INDIANAPOLIS, Ind. — Republican Gov. Eric Holcomb brandished his front-runner status Saturday as he kicked off his re-election campaign with a rally extolling the state’s economy while brushing off any criticism of his record.
Holcomb made his announcement before a few hundred people at Knightstown’s Hoosier Gym, which served as the home court for the fictional underdog Hickory Huskers basketball team in the 1986 movie “Hoosiers.” But he heads into the 2020 election with $6 million already in his campaign’s bank account thanks to his leverage of leading a GOP-dominated state without any high-profile Democrats vying to unseat him.
Holcomb touted what he says are record hiring commitments from businesses since he took office in 2017 and numerous infrastructure investments, including work to complete the Interstate 69 extension through southwestern Indiana and plans for upgrading the South Shore commuter rail line between South Bend and Chicago.
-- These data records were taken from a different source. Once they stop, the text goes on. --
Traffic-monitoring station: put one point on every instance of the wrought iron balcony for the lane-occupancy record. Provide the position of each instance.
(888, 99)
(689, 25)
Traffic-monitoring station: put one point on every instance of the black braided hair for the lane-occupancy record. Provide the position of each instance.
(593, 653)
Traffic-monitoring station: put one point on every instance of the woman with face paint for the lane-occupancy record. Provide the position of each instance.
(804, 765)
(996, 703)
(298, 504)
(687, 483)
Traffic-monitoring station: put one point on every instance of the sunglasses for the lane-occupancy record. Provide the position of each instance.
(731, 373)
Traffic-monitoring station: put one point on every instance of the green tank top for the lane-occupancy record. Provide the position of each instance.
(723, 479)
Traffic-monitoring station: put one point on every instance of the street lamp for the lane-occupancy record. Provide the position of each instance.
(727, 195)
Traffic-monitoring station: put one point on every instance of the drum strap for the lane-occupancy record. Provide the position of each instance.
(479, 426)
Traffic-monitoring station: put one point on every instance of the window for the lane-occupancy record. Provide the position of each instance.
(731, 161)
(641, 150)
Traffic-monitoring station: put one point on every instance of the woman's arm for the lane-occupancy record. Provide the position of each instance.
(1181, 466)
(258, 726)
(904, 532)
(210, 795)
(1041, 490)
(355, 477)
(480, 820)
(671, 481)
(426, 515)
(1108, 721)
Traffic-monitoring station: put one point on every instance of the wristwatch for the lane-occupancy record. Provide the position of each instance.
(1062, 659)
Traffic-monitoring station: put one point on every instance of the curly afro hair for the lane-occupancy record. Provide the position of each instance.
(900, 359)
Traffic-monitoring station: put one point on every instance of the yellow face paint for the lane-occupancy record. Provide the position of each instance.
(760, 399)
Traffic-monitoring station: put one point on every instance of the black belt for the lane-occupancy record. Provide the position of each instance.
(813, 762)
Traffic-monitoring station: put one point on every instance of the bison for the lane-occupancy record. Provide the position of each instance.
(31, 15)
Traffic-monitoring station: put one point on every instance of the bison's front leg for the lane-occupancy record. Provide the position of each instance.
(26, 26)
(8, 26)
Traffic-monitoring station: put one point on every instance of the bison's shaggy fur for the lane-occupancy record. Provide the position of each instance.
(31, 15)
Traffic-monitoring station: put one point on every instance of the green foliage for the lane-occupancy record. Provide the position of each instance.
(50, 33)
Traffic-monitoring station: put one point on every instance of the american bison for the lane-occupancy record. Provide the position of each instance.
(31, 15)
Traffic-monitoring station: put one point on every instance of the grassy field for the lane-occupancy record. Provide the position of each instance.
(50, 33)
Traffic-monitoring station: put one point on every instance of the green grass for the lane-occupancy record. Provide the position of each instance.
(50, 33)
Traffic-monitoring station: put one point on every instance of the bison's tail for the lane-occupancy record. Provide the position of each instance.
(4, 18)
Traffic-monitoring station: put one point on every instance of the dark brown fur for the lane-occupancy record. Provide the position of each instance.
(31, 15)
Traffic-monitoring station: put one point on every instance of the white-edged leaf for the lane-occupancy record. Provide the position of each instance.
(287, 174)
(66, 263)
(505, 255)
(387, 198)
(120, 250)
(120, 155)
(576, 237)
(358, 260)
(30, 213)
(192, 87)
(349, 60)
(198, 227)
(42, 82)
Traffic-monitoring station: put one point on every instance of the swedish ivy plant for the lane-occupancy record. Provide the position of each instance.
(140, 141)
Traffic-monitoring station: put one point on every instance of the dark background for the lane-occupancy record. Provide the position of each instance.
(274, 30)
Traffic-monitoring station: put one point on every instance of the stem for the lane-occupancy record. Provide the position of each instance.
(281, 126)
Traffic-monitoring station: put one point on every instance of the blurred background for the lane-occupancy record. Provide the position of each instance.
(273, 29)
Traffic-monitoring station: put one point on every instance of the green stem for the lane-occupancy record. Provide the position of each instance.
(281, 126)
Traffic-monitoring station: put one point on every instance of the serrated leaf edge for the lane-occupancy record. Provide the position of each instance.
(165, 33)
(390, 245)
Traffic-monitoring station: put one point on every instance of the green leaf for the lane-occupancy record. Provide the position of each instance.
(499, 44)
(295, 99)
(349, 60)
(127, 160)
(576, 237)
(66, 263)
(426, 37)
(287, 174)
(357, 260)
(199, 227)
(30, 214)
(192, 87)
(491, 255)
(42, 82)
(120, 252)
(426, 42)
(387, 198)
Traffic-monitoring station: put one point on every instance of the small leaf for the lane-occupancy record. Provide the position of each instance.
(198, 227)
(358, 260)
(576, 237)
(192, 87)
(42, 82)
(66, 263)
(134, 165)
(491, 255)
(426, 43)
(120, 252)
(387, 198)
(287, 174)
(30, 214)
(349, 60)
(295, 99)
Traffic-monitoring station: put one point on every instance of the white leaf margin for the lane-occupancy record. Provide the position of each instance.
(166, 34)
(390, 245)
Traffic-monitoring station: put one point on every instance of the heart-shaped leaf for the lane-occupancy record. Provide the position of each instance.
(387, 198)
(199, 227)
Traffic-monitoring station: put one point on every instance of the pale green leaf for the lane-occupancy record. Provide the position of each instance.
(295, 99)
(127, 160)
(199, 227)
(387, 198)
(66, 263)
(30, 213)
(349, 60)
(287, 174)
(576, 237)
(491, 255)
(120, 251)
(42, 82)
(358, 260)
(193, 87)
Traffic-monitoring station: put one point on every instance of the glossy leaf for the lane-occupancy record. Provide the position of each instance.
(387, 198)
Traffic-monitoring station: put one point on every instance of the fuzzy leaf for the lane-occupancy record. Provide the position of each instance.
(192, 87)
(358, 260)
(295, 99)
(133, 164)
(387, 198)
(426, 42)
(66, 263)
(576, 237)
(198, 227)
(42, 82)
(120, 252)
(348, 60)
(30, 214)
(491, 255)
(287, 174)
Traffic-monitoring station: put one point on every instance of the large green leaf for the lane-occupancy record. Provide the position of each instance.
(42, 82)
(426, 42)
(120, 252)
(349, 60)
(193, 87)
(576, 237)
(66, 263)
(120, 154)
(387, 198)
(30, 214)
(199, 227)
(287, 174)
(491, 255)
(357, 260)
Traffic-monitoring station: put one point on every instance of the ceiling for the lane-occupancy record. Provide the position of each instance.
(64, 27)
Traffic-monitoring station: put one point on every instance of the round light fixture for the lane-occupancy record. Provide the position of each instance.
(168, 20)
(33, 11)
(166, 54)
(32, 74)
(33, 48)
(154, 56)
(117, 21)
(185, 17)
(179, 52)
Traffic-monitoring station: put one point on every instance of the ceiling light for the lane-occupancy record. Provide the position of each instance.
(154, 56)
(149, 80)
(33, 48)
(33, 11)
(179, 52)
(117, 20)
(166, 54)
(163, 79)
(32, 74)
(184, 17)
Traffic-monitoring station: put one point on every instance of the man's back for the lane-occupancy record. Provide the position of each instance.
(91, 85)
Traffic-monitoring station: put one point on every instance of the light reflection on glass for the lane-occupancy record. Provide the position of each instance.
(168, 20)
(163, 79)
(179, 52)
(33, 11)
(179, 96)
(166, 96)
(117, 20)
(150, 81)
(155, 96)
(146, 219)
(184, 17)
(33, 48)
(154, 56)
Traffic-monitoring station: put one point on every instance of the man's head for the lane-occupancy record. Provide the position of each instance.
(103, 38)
Democrats fault Holcomb for what they call “empty promises” on issues such as raising teacher pay, expanding the state-funded preschool program and lowering health care costs.
Holcomb, however, argued that policies under Indiana’s Republican governors the past 15 years have given the state a top-level AAA credit rating and enabled it to beat other states for jobs and business investment.
“We’re going to keep on winning, because this state, we provide certainty, and we provide stability and predictability and an aspirational continuity about our conduct of affairs,” Holcomb said. “We are exactly, exactly what the entrepreneurs and the career creators are craving.”
Now the most powerful elected official in the state, Holcomb was only a little-known former state Republican Party chairman four years ago. He was struggling to raise money for a U.S. Senate campaign when then-Gov. Mike Pence appointed him to be lieutenant governor in early 2016. He became the party’s gubernatorial candidate after Donald Trump picked Pence as his running mate.
Paul Helmke, an Indiana University public affairs professor and a former Republican mayor of Fort Wayne, said Holcomb has used the power of incumbency well and avoided major controversies such as what Pence faced over Indiana’s 2015 religious objections law that was widely panned as a sanctioning of discrimination against members of the LGBTQ community under the guise of religious belief. An intense social media and business backlash led lawmakers to make changes that prevented the state law from overriding local LGBT-rights ordinances.
“People hear his name and don’t hear any clear negatives or criticisms of him,” Helmke said of Holcomb. “He comes across as a nice guy, friendly, trying to do a good job. It really is an amazing story because I doubt four years ago he would’ve registered on anybody’s list of being somebody to pay attention to.”
Democrats don’t have any well-known potential challengers to Holcomb, with business executive and former state health commissioner Woody Myers as their only declared candidate so far. Eddie Melton, a state senator from Gary, created a gubernatorial exploratory committee last month. State Rep. Karlee Macer of Indianapolis is also considering entering the race.
State Democratic Party Chairman John Zody said Holcomb has ignored the needs of working families in favor of giving tax cuts to big corporations, producing a list of “unidentifiable” accomplishments.
“Indiana Democrats are offering a message about education, jobs, health care, equality, better elections,” Zody said. “Any candidate who’s out there on the ground, up and down the ballot, are talking about those things.”
Helmke said it could take a big shake-up in the Indiana campaign — such as South Bend Mayor Pete Buttigieg dropping his Democratic presidential campaign to run for governor — or national developments that are out of Holcomb’s control to put his re-election in danger.
“I think the only thing he really needs to worry about is some major economic downturn or major scandal, crisis for the Republicans at the national level,” Helmke said.
The governor said he and Lt. Gov. Suzanne Crouch would run a 2020 campaign that “shares the good news.”
“The stars are aligned and we have a record of positive results,” Holcomb said. “We are organized and we are mobilized, and we are energized to keep Indiana rising.”